I should pick up “The Argonauts.” I’ve heard many good things.
Amazing list. It’s now at the top of my book plans. I always suspected that Josh is really smart, but this list just seals that conclusion.
I’m seriously impressed and wished to hell that I had friends with this kind of provocative and thoughtful taste.
I love this list. Josh Kovensky is, as they say, a man of parts.
Lists like this always remind me how pedestrian my reading habits are.
Great list. I’m adding at least two of those books to the top of my Up Next list. Let me offer two suggestions: A Brief History of Seven Killings by Marlon James. A tough look at Jamaican political history In the 70s loosely centered around the attempted murder of (unnamed) Bob Marley. And, The Bone People by Keri Hulme. A poetically written love story set in New Zealand between an isolated partially Maori artist, a damaged but trying Maori man, and the literally washed ashore European kid he has come to raise as his son.
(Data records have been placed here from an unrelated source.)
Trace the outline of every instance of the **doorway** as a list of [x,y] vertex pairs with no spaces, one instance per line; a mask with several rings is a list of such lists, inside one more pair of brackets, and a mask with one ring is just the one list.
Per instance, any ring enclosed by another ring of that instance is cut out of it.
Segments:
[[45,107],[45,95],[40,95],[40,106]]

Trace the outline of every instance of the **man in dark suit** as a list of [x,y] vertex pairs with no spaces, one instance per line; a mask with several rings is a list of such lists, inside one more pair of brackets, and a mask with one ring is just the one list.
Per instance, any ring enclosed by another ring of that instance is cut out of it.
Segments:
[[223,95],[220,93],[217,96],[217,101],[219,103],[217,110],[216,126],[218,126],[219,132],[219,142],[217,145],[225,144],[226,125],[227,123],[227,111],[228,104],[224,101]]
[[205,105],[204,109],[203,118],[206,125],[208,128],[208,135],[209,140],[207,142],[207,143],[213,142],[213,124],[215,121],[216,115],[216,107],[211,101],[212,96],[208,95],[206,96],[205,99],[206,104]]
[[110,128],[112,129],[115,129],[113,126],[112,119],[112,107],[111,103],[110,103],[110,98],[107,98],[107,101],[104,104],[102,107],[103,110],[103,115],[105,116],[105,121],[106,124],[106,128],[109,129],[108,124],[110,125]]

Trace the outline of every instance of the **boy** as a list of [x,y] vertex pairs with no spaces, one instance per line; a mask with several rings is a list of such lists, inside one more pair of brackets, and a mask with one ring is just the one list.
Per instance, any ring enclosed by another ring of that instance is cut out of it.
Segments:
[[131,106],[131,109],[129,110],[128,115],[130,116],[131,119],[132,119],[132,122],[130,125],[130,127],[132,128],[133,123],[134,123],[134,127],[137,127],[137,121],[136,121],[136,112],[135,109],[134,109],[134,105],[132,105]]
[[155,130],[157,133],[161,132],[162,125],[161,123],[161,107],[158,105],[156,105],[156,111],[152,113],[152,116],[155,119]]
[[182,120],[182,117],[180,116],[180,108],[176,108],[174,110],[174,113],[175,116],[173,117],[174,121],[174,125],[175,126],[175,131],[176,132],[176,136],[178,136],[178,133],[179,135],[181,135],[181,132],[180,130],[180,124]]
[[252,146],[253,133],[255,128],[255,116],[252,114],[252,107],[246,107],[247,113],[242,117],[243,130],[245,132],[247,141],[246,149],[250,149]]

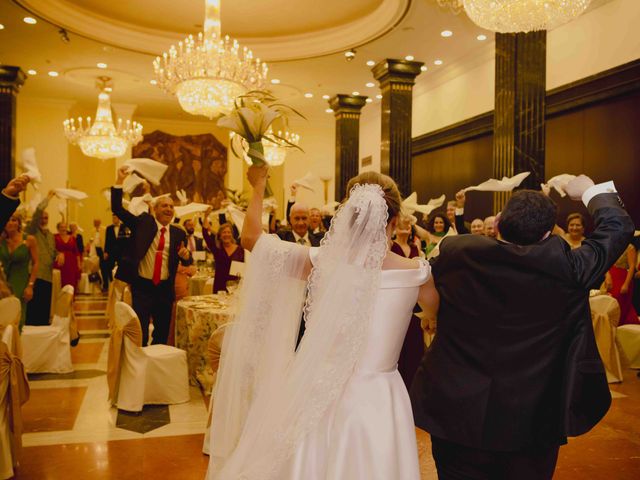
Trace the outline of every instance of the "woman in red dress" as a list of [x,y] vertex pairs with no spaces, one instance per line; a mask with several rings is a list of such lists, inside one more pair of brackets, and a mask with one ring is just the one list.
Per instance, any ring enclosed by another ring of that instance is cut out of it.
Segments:
[[56,227],[58,233],[54,235],[54,240],[58,256],[53,267],[60,270],[61,287],[71,285],[76,289],[81,271],[78,244],[76,239],[69,234],[66,222],[58,222]]

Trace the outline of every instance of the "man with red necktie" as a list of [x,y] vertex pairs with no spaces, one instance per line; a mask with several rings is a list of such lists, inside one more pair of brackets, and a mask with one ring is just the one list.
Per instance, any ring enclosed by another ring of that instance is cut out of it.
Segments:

Subtle political overtones about colonialization, not to mention unique family dynamics in a culture very different from mine anyway.
Both are fantastic. And but thanks Josh!
IIRC George Orwell is assumed to have gotten TB in Paris.
Everyone has their favorites…
I just finished Salka Viertel’s THE KINDNESS OF STRANGERS which manages to combine her making connections for Nazi refugees in Hollywood and her own intense familial devotions. The book’s funniest set piece has got to be the meeting that she brokered and witnessed between Arnold Schoenberg & Irving Thalberg.
I’ve read two unrhymed translations of Goethe’s FAUST, PART 1 ( Stuart Atkins for Princeton University Press, and C. F. MacIntyre for New Directions). They explore heights and depths rare in literature.
Brecht’s THE CAUCASION CHALK CIRCLE illustrates with wit and irony clashes between more or less ordinary people who also include a comedian of sorts. The prologue, seemingly unrelated, sets the story in place.
NJAL’S SAGA, the best known of the many Icelandic sagas, has their virtues of swift action, tart dialog, memorable characters. You have to get over the seemingly endless introduction of new characters to enjoy it, or the other sagas.
Natalia Ginzburg’s novel ALL OUR YESTERDAYS (also translated as A LIGHT FOR FOOLS) brilliantly gets the seeming randomness of life, with its many stories and portraits.